Pour valider les résultats, les enquêteurs ont réalisé un essai clinique virtuel avec des patients sélectionnés en fonction du changement du diamètre de la tumeur deux semaines après le début du traitement. “Les taux de réponse simulés ont plus que doublé — passant de 11 % à 25 % — ce qui est tout à fait remarquable”, explique Arulraj. “Cela souligne le potentiel des biomarqueurs non invasifs comme alternative, dans les cas où la collecte d’échantillons de biopsie tumorale n’est pas réalisable.”
“Les biomarqueurs prédictifs sont essentiels alors que nous développons des stratégies optimisées pour le cancer du sein triple négatif, afin d’éviter un surtraitement chez les patientes censées s’en sortir sans immunothérapie, et un sous-traitement chez celles qui ne répondent pas bien à l’immunothérapie”, ajoute Cesar, co-auteur de l’étude. Santa-Maria, MD, professeur agrégé d’oncologie et oncologue médical du sein au Johns Hopkins Kimmel Cancer Center, avec une expertise en immunothérapie du cancer du sein et en biomarqueurs immunitaires. “La complexité du microenvironnement tumoral rend la découverte de biomarqueurs en clinique difficile, mais les technologies exploitant les technologies in silico [computer-based] la modélisation a le potentiel de capturer de telles complexités et d’aider à la sélection des patients pour le traitement. »
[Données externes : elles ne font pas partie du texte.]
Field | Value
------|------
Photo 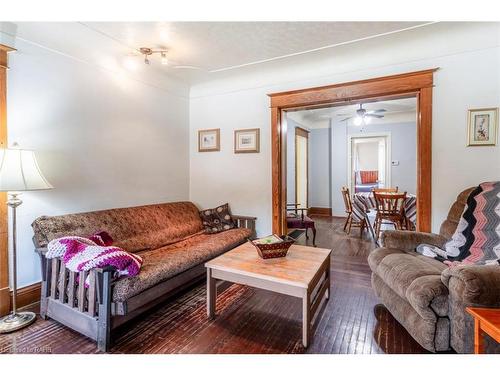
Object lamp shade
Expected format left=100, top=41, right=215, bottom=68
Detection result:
left=0, top=148, right=53, bottom=191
Collectivement, ces nouvelles découvertes mettent en lumière la manière de mieux sélectionner les patientes atteintes d’un cancer du sein métastatique pour l’immunothérapie. Les chercheurs affirment que ces résultats devraient aider à concevoir de futures études cliniques et que cette méthode pourrait être reproduite dans d’autres types de cancer.
Auparavant, l’équipe avait utilisé un cadre de modélisation interne et développé un modèle informatique axé particulièrement sur le cancer du sein à un stade avancé, dans lequel la tumeur s’est déjà propagée à diverses parties du corps. Ceci a été publié dans Avancées scientifiques l’année dernière. L’équipe a utilisé les données de plusieurs études cliniques et expérimentales pour développer et valider minutieusement ce modèle informatique.
Le travail actuel a été soutenu par les National Institutes of Health (subvention R01CA138264). Une partie des travaux a été réalisée au sein de l’installation centrale Advanced Research Computing de Hopkins, soutenue par la National Science Foundation sous la subvention OAC1920103.
Les co-auteurs de l’étude sont Hanwen Wang, Atul Deshpande, Ravi Varadhan, Elizabeth Jaffee et Elana Fertig de Johns Hopkins ; et Leisha Emens de Kaiser Permanente à South Sacramento, en Californie.
Popel est consultant chez Incyte et chez J&J/Janssen, et est co-fondateur et consultant chez AsclepiX Therapeutics. Il reçoit également des fonds de recherche de Merck. Les termes de ces accords sont gérés par l’Université Johns Hopkins conformément à ses politiques en matière de conflits d’intérêts.